I would be happy to help, just let me know :)
@elashrry Thanks for digging into this. I think another option would be to check for 2D distances and convert them like I did here using scipy.spatial.distance.squareform
might also fix this issue. However, that would require running a test of the distance function to see whether it returns 2D or condensed 1D shapes.
The reason for suggesting the above is that the "hard" work is being done in BERTopic and that the user does not have to figure out what to pass as both will then be accepted.
I am not sure this solves the real issue here. I think you are already doing that wherever you can, but the issue is that plotly doesn't do the same thing, so we end up with two different clustering. One from hierarchical_topics
in _bertopic.py
(and it is the same one in _get_annotations
in _hierarchy.py
) and another one from plotly's create_dendrogram
.
If you want minimal change and it won't affect your API, you can add these lines before calling plotly's create_dendrogram
. I just tested it and it works.
# convret distance_function so that it returns a 1-D array
def distfun(X):
X = distance_function(X)
np.fill_diagonal(X, 0)
return squareform(X)
and to be precise, I am assuming the correct clustering is the one we get from the follwing code:
embeddings = topic_model.c_tf_idf_ # no filtering just for simplicity here
distance_function = lambda X: 1 - cosine_similarity(X)
linkage_function = lambda x: hierarchy.linkage(
X, 'ward', optimal_ordering=True)
fig, ax = plt.subplots(figsize=(10, 15))
# compute distances
X = distance_function(embeddings)
# Make sure it is the 1-D condensed distance matrix with zeros on the diagonal
np.fill_diagonal(X, 0)
X = squareform(X)
# linkage
Z = hierarchy.linkage(X, 'ward', optimal_ordering=True)
dn = hierarchy.dendrogram(Z, orientation='right', ax=ax)
I am not sure this solves the real issue here. I think you are already doing that wherever you can, but the issue is that plotly doesn't do the same thing, so we end up with two different clustering.
I was actually suggesting that the distance function that plotly gets is adapted based on whether its output is 1D or 2D. In other words, it would be very similar to what you suggest here:
# Convert distance_function so that it returns a 1-D array
def distfun(X):
X = distance_function(X)
np.fill_diagonal(X, 0)
return squareform(X)
but only if the original distance function outputs a 2D matrix. Otherwise, there might be unintended consequences if somebody already passes a 1D condensed distance matrix like as is typically the output of scipy.spatial.distance.pdist
. This would then also need to be implemented for .hierarchical_topics
and ._get_annotations
.
Yes, that would be more robust. Let me know if I can help
If you have the time, then a PR would be appreciated! Otherwise, I might find some time in the upcoming weeks.

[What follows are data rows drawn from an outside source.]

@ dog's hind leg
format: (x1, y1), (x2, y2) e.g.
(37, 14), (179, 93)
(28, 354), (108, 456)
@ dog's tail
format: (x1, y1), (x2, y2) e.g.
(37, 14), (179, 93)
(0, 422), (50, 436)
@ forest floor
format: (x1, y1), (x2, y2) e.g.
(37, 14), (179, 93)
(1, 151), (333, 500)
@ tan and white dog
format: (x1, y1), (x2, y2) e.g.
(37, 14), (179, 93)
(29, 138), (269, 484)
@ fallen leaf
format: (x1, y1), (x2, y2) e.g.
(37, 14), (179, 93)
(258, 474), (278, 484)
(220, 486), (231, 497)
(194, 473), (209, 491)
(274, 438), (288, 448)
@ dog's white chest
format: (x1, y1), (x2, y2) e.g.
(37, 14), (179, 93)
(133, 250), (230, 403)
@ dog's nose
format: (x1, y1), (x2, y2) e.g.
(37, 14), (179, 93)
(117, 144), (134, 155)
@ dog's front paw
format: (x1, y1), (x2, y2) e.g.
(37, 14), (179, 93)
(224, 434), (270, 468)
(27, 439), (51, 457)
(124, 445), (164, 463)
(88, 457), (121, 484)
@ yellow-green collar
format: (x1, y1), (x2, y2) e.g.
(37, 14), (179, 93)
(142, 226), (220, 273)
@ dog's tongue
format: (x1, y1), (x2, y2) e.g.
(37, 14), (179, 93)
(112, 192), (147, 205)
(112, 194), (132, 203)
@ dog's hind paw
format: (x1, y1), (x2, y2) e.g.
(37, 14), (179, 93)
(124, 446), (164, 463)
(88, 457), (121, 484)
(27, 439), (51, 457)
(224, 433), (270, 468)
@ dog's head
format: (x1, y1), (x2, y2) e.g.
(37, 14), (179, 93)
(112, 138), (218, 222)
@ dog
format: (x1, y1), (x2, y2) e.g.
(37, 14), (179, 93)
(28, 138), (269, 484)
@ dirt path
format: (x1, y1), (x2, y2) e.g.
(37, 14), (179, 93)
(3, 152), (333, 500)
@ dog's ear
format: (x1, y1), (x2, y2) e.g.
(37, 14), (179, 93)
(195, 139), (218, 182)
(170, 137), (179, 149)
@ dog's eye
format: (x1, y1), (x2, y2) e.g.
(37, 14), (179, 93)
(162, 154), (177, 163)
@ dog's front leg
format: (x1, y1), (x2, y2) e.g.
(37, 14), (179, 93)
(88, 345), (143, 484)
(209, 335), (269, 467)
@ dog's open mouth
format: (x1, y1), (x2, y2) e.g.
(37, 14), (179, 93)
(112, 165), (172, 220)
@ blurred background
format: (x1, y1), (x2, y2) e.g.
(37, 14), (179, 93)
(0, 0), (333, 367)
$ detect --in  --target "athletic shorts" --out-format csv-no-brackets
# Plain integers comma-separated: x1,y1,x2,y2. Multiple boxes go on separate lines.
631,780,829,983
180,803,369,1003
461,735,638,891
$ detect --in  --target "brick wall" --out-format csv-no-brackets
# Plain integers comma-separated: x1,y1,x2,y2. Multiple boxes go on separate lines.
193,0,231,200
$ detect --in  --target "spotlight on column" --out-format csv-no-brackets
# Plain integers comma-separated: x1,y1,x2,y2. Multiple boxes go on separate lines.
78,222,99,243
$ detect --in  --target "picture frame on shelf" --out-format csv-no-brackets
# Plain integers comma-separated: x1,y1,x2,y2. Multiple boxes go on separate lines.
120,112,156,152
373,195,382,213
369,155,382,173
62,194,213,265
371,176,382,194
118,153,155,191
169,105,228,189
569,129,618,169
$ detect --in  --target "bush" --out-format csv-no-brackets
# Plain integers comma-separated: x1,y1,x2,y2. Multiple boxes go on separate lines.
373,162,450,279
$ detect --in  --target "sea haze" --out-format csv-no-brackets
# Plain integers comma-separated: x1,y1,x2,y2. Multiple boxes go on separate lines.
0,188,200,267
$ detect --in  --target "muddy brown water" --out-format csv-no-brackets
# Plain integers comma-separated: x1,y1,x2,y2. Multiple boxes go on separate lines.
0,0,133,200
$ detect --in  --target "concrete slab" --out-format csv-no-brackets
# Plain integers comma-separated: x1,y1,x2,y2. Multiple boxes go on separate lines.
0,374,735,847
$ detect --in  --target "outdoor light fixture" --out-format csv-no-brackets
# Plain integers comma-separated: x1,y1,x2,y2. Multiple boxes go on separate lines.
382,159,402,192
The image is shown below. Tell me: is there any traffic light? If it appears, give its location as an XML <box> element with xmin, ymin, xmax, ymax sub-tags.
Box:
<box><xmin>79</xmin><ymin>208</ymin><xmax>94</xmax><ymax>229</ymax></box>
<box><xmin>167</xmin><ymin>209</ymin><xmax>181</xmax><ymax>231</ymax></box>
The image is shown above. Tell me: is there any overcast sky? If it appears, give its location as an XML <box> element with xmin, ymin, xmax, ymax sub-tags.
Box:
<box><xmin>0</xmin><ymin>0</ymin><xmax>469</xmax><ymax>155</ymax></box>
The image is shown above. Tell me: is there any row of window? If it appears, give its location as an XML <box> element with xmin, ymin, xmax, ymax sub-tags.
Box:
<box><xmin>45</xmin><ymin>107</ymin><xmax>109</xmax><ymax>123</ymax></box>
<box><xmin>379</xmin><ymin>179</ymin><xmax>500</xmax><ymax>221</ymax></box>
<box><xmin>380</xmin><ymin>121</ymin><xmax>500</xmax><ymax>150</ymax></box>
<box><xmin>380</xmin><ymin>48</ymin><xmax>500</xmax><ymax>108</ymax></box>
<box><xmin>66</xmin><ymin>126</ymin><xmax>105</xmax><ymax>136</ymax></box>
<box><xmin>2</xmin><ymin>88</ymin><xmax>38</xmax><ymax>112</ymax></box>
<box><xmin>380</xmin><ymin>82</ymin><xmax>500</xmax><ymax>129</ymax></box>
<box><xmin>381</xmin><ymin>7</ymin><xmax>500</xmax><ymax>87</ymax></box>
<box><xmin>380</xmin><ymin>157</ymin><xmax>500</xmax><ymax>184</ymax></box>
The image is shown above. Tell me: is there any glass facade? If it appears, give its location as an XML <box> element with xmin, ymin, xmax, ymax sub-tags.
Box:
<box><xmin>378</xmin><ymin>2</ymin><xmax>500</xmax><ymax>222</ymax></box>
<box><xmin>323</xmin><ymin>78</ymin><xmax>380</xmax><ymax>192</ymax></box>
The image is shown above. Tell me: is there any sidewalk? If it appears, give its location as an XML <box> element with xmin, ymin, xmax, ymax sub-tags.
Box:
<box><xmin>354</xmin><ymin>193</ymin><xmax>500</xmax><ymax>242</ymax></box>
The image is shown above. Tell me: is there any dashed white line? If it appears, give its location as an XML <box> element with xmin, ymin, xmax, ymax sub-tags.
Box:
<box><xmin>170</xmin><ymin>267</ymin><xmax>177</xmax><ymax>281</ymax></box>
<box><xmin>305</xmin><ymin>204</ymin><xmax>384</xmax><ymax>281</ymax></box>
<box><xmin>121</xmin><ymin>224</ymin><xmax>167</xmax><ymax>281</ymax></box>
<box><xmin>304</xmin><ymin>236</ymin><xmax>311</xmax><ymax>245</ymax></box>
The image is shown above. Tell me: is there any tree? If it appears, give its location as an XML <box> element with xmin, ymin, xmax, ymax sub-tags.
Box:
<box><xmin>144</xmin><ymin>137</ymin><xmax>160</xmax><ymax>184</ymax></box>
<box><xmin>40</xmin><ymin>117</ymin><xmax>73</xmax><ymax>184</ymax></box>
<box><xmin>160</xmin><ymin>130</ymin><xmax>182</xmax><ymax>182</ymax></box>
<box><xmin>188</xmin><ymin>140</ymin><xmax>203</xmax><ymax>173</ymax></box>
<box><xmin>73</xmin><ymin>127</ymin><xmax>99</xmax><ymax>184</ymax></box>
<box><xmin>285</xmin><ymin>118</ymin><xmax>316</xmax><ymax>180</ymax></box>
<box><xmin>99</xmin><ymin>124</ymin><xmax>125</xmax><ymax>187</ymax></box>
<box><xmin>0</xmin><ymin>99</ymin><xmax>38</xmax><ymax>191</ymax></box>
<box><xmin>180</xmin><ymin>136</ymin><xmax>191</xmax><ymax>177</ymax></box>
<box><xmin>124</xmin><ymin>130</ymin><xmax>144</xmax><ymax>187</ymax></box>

I've found that for some datasets I'm getting different hover over text from the labels when using the visualize_hierarchy function. Tracking up the tree, the hover over labels seem to be in the correct order but the axis labels don't match at the lowest level. I've tried both with and without updating the topic names and this does not appear to make a difference. I think that the two lists are somehow being ordered differently but I can't track down where this occurs.